But since moving to Spain a decade ago, I have been at some absolutely earth-shatteringly good cup ties. I was a spectator at the 1996 final between Barca and Betis, and I will not forget the drama, noise and wonderful football for as long as I live.
So to see little Mirandes playing with such enormous panache, aggression and confidence to reach the semifinal versus Athletic Bilbao means that the final is absolutely guaranteed a barnstorming story.
Both Barcelona and Valencia, in the other half of the draw, are serial winners. If one of them triumphs, fine. But romance for the rest of the world it ain't.
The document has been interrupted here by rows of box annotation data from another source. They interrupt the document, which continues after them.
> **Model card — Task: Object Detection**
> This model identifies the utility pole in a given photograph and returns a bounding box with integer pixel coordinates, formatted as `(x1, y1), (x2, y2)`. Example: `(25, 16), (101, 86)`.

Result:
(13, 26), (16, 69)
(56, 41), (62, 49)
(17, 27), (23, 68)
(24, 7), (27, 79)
Should Mirandes get to the Copa final despite its first-leg defeat then, for its community, the world will either stop spinning or seem like it's spinning at treble speed. Life will change forever. Should it be Athletic (without a win in this tournament for nearly 30 years), then a grand old dame of the Spanish stage will get a change to rouge up and avenge the bitter defeat she suffered in 2009. That's when, on the pitch in Valencia's Mestalla, the Basque players wept with the sheer effort of having given their best and come up second to a mighty Barca side that was en route to its treble trophy win in Guardiola's first season.
Right now I'm sending imaginary hearts to the Copa, to Athletic and to Mirandes. Football poetry.